Si el espectador habitual peca de intrascendente, los cinéfilos pecan de románticos. Los grandes festivales y los premios de poca monta son un caballo de Troya viejo y feo. Sin tener en cuenta que poco a poco la mayoría de estos eventos tienen menos valoración por su escasa y pobre rama autoral o las estúpidas decisiones que se toman en ellas.
El cine parece una broma. No me malinterpreten, siempre ha triunfado el producto atractivo y su marketing, pero la fina línea divisoria entre lo ‘’detergente y único’’ y cualquier otra obra de gran calibre (por muy independiente que sea) es más difícil de enmarcar. Es como preguntarse, ¿qué hace a un actor que sea bueno? Puede ser profesional en función de su carrera y su destreza ante una cámara, pero al fin y al cabo, ¿eso no es lo que hacen todos los actores? Es muy subjetivo. Sí, lo sé, un actor de una película de La Sexta de las 18:00 de la tarde de un domingo no desempeñará igual que un entendido en este medio de una gran cinta esperada. De hecho, aprovechando esta cuestión, los actores no tienen siempre porque ser grandes figuras.

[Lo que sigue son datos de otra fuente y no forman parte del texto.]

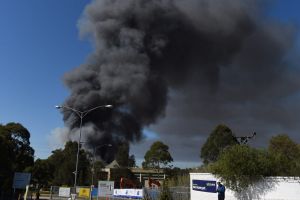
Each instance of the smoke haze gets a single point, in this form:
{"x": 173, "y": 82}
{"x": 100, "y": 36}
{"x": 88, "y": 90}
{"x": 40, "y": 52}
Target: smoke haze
{"x": 180, "y": 68}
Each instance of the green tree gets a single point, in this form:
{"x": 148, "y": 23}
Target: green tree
{"x": 240, "y": 166}
{"x": 286, "y": 155}
{"x": 219, "y": 139}
{"x": 122, "y": 156}
{"x": 16, "y": 152}
{"x": 157, "y": 155}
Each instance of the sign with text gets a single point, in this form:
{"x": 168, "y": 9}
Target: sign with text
{"x": 105, "y": 188}
{"x": 64, "y": 192}
{"x": 204, "y": 186}
{"x": 84, "y": 192}
{"x": 21, "y": 180}
{"x": 129, "y": 193}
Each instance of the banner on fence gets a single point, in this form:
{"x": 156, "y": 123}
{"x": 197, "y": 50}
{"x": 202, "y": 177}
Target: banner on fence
{"x": 105, "y": 188}
{"x": 204, "y": 186}
{"x": 84, "y": 192}
{"x": 64, "y": 192}
{"x": 129, "y": 193}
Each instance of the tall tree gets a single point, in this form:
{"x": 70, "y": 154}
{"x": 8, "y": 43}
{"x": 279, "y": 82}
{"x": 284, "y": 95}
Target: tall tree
{"x": 241, "y": 166}
{"x": 220, "y": 138}
{"x": 286, "y": 154}
{"x": 16, "y": 152}
{"x": 122, "y": 156}
{"x": 157, "y": 155}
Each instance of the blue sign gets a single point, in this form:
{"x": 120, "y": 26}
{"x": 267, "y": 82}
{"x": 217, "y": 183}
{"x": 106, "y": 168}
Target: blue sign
{"x": 204, "y": 186}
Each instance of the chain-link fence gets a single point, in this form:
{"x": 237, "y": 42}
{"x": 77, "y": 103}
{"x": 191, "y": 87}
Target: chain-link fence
{"x": 66, "y": 193}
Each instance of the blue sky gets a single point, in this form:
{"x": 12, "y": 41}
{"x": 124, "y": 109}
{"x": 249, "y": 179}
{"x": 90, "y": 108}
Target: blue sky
{"x": 39, "y": 42}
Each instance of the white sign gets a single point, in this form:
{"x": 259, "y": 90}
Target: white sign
{"x": 64, "y": 192}
{"x": 21, "y": 180}
{"x": 105, "y": 188}
{"x": 129, "y": 193}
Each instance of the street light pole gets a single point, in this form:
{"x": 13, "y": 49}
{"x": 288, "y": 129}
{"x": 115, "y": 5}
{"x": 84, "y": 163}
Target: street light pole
{"x": 81, "y": 115}
{"x": 93, "y": 165}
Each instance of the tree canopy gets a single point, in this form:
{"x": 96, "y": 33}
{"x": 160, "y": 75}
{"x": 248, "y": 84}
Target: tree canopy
{"x": 286, "y": 155}
{"x": 219, "y": 139}
{"x": 157, "y": 155}
{"x": 122, "y": 156}
{"x": 16, "y": 152}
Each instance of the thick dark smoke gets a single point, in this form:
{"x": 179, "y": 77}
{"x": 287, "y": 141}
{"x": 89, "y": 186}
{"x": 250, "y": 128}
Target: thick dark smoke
{"x": 217, "y": 60}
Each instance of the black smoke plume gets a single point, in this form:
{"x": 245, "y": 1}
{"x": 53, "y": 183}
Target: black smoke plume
{"x": 216, "y": 52}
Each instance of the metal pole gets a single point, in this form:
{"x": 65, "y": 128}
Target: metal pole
{"x": 78, "y": 150}
{"x": 81, "y": 115}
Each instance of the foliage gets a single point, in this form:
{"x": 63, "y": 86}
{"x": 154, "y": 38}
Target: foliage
{"x": 179, "y": 181}
{"x": 220, "y": 138}
{"x": 157, "y": 155}
{"x": 165, "y": 193}
{"x": 122, "y": 156}
{"x": 240, "y": 166}
{"x": 178, "y": 177}
{"x": 16, "y": 152}
{"x": 286, "y": 154}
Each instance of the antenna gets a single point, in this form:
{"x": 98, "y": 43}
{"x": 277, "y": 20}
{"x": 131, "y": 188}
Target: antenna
{"x": 244, "y": 139}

Se nos olvidan los pobres actores teatrales, aquellos de los cuales muy pocos saltan a la alfombra roja. Cada puesto tiene sus dificultades pero, ¿si es más complicado actuar frente a miles de personas y sin ningún tipo de retoque, crudo y natural, por qué no obtienen el mérito que les corresponde? Por la misma razón que se escoge ‘’la mejor película del año’’: la intrascendencia popular y el desinterés a nuevas fronteras, el marketing y el romanticismo.
Lo que antaño suponía una demasía idealista imaginativa y un egoísmo profesional, ahora ha transmutado a un ‘’estilo y gusto exquisito’’ y un intento de revivir lo clásico, a simular esa revolución cultural. No se puede. Ni el romanticismo exacerbado del cinéfilo a crear cintas que extrapolan sus conductas a un par de sonidos y colores, ni el espectador sin una cualidad analítica mínima para limitarse a lo más banal.
El segundo caso es más fácil de contestar: como el cine no es un privilegio, la expedita elección del espectador habla por sí sola. En cambio, el cinéfilo, al igual que las tendencias actuales de moda, los nuevos poetas o los compositores clásicos actuales, vivirá en un continuo desengaño moral sobre la naturaleza de la disciplina. La mente creativa se encarcela en sí misma en una insatisfacción sentimentalista y una búsqueda identitaria propia y atemporal.
Suena moderno, ¿no? Pues spoiler: no. Cualquier individuo artístico histórico que no encaje con el encanto de lo profílmico o lo fílmico, tiene esas mismas dudas. El cinéfilo o ‘’cine-adicto’’ no será más que otro loco (de los bastantes que ya tenemos en esta roca flotante) que busca desalojar sus aspiraciones y temores intentando imitar algo externo e invariable a nosotros: la realidad. Dejemos de buscar algo a lo que culpar, a algo para colgar
Los trapos que nosotros no queremos limpiar. E irónicamente, el cine no crece en nosotros y somos la culpa de cómo evoluciona. Es una corriente en continua expansión en función de las exigencias que se forjan en el intercambio de intereses entre el emisor y el receptor. Tal y como finaliza el libro <<Contra la Cinefilia>> de Monroy: ‘’Está bien amar al cine, pero no hay que confundirlo con el amor de una madre’’.